Ella is a beautiful small sleepy town on the southern edge of Sri Lanka's Hill Country.
It's situated in the middle of beautiful countryside, with small vegetable plots in the valleys, tea plantations on the hill slopes and forests on the tops.
The climate throughout most of the year is typical of the high Hill Country, with a hot sun by midday, but a moderate air temperature. It will often rain in the afternoon, but only for an hour or so. A sweatshirt, or light jacket is needed at night. In December it can rain a lot!
There's not much to do in Ella itself, with a handful of small shops and only a few bars/restaurants. It's basically a nicely relaxing base for exploring the surrounding country.
Ella has a small post office and one bank (Bank of Ceylon) with an ATM. Track bashers (rail enthusiasts) should particularly enjoy the line to Badulla, where at the village of Demodara it does a 360 degree loop before crossing over itself.

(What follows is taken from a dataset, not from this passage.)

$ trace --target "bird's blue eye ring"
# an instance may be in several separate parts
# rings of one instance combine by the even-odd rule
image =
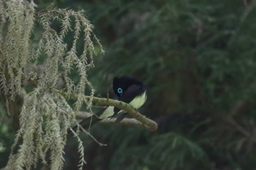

By rail. Ella's a few stops from Badulla at the end of the railway line that snakes through the Hill Country. Trains go to Colombo and Kandy from here. The fares are ludicrously cheap in 2nd and 3rd class, (2nd class fare, December 2007, Colombo to Ella was R200/- or about USD 2.00) and the views spectacular. It's usually no problem getting a seat in 2nd/3rd class going to Colombo or Kandy, as the trains from Badulla are quite empty until reaching Nanu Oya. However the reverse is true going up to Ella and it can be quite crowded until the last 2 or 3 hours of the journey. Ella's railway station itself is prettily quaint.
By Road. Buses go south through Ella Gap to Wellawaya where you can change for a number of destinations in the south of the island. There is also a recently introduced direct bus service to Galle which stops at various locations along the south coast including Mirissa and Unawatuna.
Rawana Ella Falls are about 5km away on the road south through Ella Gap. They're quite spectacular. Take your swimming costume for a refreshing dip, but beware of the touts selling tourist junk. You can catch frequent buses for about R10/-, or better still walk (but catch a bus back up the hill). About half-way down the road you can stop off for a look at the small temple and a cave above it where, according to local legend, Sita was kept as a prisoner before being rescued by Rama. You are also quite likely to meet families of langur monkeys by the roadside.
Walk up to Ella's Rock, about 2 hours along the railway track and through the tea plantations, for stunning views across the countryside. The first 1.5km is along the railway track itself so keep an ear out for oncoming trains although they travel so slowly you'll have plenty of time to get out of the way. If you stay at Rawana Holiday Resort they'll give you a quaint hand drawn map to get you there!
The home cooking in the guest houses/hotels is probably the best food in town.
See "eat" above.
There are a number of cheap guest houses scattered around town.
Accommodation options include:
Take a walk through the tea plantations to Little Adam's Peak south-east of the town centre, and about 45 minutes away.
For more strenuous exercise walk to the top of Ella Rock for views across the Hill Country and with the town nestled in the hills below you. This walk is about 2 hours each way, and about half of it is along the railway line before cutting off into the hills. For a longer walk, rather than head straight back to the line from the hill top, follow the track through the forest. (You can't really get lost. Just head downhill when you've had enough, and before long you will meet a road or the railway line.)
The locals who live near the bottom of Ella Rock have recently come up with a wonderful piece of inventive free enterprise. They obliterate existing tracks up the hill and create new ones every now and then. Tourists following guidebooks get completely lost, and suddenly, Hey Presto! A local appears offering to guide them.
Don't walk in the countryside in shorts and sandals/flipflops, especially after it's been raining. There are lots of leeches that hang on to the vegetation by the side of tracks waiting for a nice juicy mammal to walk by. They're perfectly harmless really and if one attaches itself to you it's best to just let it drink its fill and drop off again. You have lots of blood and can spare one or two c.c. The other alternative would be to burn it with a cigarette or match.
It is advisable to take some lime with you, and drop on the leach. It will not kill the leach like in cigarette, but it will make the leach quickly leave you without drinking blood.